The vulnerability manifests in the CSR access path when handling stopei and vstopei register operations. When these registers are accessed, the implementation should verify that mstateen0.IMSIC is set before permitting the operation. The missing check allows the read/write to proceed unconditionally. For technical implementation details, see the GitHub Issue #691 tracking this vulnerability.

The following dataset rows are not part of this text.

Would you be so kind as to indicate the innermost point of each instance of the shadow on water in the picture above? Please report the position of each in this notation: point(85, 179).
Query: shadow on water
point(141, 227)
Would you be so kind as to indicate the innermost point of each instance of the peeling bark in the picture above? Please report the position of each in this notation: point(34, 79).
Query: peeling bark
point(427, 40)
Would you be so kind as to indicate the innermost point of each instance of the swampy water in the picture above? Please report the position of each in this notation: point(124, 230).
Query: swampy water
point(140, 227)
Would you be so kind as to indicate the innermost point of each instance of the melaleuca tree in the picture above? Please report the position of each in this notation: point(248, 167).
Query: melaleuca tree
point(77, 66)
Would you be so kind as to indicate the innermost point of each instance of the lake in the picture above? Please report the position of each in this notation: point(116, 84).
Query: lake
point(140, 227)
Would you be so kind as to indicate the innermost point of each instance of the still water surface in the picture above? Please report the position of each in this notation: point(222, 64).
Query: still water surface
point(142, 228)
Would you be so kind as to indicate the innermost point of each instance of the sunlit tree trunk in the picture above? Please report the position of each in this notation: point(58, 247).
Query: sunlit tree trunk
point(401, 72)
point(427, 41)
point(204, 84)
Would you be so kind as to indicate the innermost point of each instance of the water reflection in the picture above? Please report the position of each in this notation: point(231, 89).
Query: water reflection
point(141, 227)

Detection Methods for CVE-2026-29647
Indicators of Compromise
- Unexpected access patterns to stopei or vstopei CSRs from supervisor or user-mode contexts
- Illegal instruction exceptions that should have occurred but were not generated
- Anomalous interrupt behavior or delivery patterns in virtualized environments
- Privilege escalation attempts targeting interrupt handling mechanisms
Detection Strategies
- Monitor CSR access patterns for stopei and vstopei accesses when mstateen0.IMSIC should be cleared
- Implement runtime privilege validation checks in security-critical RISC-V environments
- Deploy architectural compliance testing to verify Smstateen enforcement
- Enable tracing of CSR operations in development and testing environments
Monitoring Recommendations
- Configure logging for all CSR access operations in NEMU debugging modes
- Implement privilege boundary crossing alerts in virtualized RISC-V deployments
- Review interrupt handling audit logs for unauthorized state modifications
- Use architectural simulation tools to verify privilege isolation behavior
How to Mitigate CVE-2026-29647
Immediate Actions Required
- Update OpenXiangShan NEMU to a patched version that properly enforces mstateen0.IMSIC checks
- Review and audit any systems using affected NEMU versions for potential exploitation
- Implement additional privilege isolation controls in environments where NEMU is used for security-sensitive workloads
- Consider restricting access to NEMU instances in multi-tenant environments until patched
Patch Information
A fix has been developed and is tracked in GitHub Pull Request #3978. The patch implements proper mstateen0.IMSIC permission checking before allowing access to stopei and vstopei CSRs. Users should apply this fix or upgrade to a NEMU release that includes the correction.
For reference on the expected behavior of the Smstateen extension, consult the RISC-V Privilege State Documentation.
Workarounds
- Restrict execution of untrusted code in NEMU environments until patches are applied
- Implement hypervisor-level access controls to limit CSR access in virtualized deployments
- Use alternative RISC-V emulators or simulators for security-critical testing scenarios
- Configure mstateen0 bits conservatively and add external monitoring for policy violations
# Verify NEMU version and check for applied patches
cd /path/to/NEMU
git log --oneline | grep -i "smstateen\|imsic\|stopei"
# Check if PR #3978 fix is included in your version
git log --oneline | grep -i "691\|3978"
Disclaimer: This content was generated using AI. While we strive for accuracy, please verify critical information with official sources.